En cuanto a la formación del personal asistencial, en primer lugar vale destacar que la ayuda cubana a otros países en el campo de la salud involucra a 23 mil 909 médicos y técnicos. Los cooperantes internacionalistas de la Isla están presentes en 67 naciones, casi las dos terceras partes de ellos se encontraban en Venezuela para mediados del mes de diciembre de 2005, se alcanzó la cifra total de 10.169 médicos cubanos, de los cuales a nivel regional se contó con 1612, estos médicos han sido formados en su país como médicos, odontólogos, optometristas y enfermeras, y no cuentan con otro tipo de formación especializada ni a nivel nacional ni a nivel regional (www.jovenclub.cu/pri/emb/cooperacion.php, 2006).

Con respecto al personal asistencial venezolano, el Ministerio llama a concurso de credenciales a los interesados, para lo cual se realiza todo el procedimiento respectivo de reclutamiento y selección, siguiendo los parámetros establecidos por la ley, para posteriormente asignar los cargos tanto para médico, enfermeras y odontólogos, lo que demuestra que prevalecen criterios meritocráticos, propios del modelo Weberiano y de la Nueva Gestión Pública. Es de señalar que el número de personal venezolano adscrito a la misión Barrio Adentro en el Zulia es poco, de manera general se cuentan con Médicos, Odontólogos y Enfermeras, pero se adolece de especialistas en el área de Optometría y Electromédicos (estos profesionales son cubanos), entre otras categorías.

En relación con la contratación, el personal directivo por ser funcionario de carrera, gozan de un cargo fijo; los cuales vienen en franco proceso de extinción en la administración pública durante los últimos años, sobre todo en los niveles subnacionales. En este caso el funcionario tiene perspectiva de ser ratificado o removido en el cargo por su jefe. Los funcionarios de carrera y/o estables, cuentan con derechos laborales que descansan sobre la base legal que rige las situaciones y relaciones jurídicas derivadas del trabajo como hecho social, donde éstos tienen derecho al desarrollo de relaciones colectivas con los patronos; a tales fines el Estado garantiza a los trabajadores, patronos y a las organizaciones que ellos constituyen el derecho a negociar colectivamente y a solucionar pacíficamente los conflictos, con lo que los trabajadores gozan del derecho a la huelga y a la organización sindical constituyéndose en un derecho inviolable tanto para trabajadores como para patronos.

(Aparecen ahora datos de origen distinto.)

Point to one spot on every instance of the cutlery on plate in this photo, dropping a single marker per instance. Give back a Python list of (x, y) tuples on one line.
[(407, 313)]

El personal asistencial venezolano, es contratado para períodos de tiempo que no exceden el año, gozan de beneficios individuales, tales como: la ocupación efectiva durante la jornada de trabajo, aguinaldos y liquidación; pero contrariamente se afectan derechos colectivos como la sindicalización y la huelga, hay ausencia de solución de conflictos laborales vía concertación y consenso; adolecen de régimen de contratación colectiva; quebranto de la estabilidad en el trabajo; detrimento de beneficios, precarización de los salarios, Lesión al Derecho de crear asociaciones de carácter social, con todo ello se visualiza que en materia de personal Barrio Adentro incorpora en la parte del personal médico y de enfermería venezolanos mecanismos de flexibilización laboral impuesta por el modelo posfordista. La incorporación de la flexibilización por parte del aparato del Estado ha facilitado la incorporación de lo que Ermida (1999: 139-140), denomina el paradigma de las relaciones laborales postmodernas.

Refiere Lucena (2004: 81), que los cambios ocurridos en la organización del trabajo, han traído consecuencias sociales que han dado paso a la instauración de procesos de desregulación y por ende de flexibilización, que se reflejan en el costo de la fuera laboral, en la protección de los trabajadores, la seguridad social, y en general en el bienestar de la fuerza de trabajo y sus familiares, quedan así exteriorizados de los marcos regulatorios y subordinados a la competitividad. Pareciera que esta nueva modalidad de relación laboral en el sector público de salud, no enfrentarse a ningún tipo de adversarios, por el contrario parece ser acogida por parte de los trabajadores, ante “la necesidad indispensable de trabajar” (Rincón y Rodríguez, 2005).

Respecto a la Capacitación, vista desde la perspectiva interna, esta se entiende como un programa permanente, aprobado y que pueda brindar aportes a la institución como un proceso continuo de enseñanza-aprendizaje, mediante el cual se desarrollan y fortalecen las habilidades y destrezas de los servidores públicos, para mejorar su desempeño, mediante la aprehensión y el aprendizaje de nuevos conocimientos, destrezas y aptitudes, requeridas para el buen desempeño en el ámbito de trabajo.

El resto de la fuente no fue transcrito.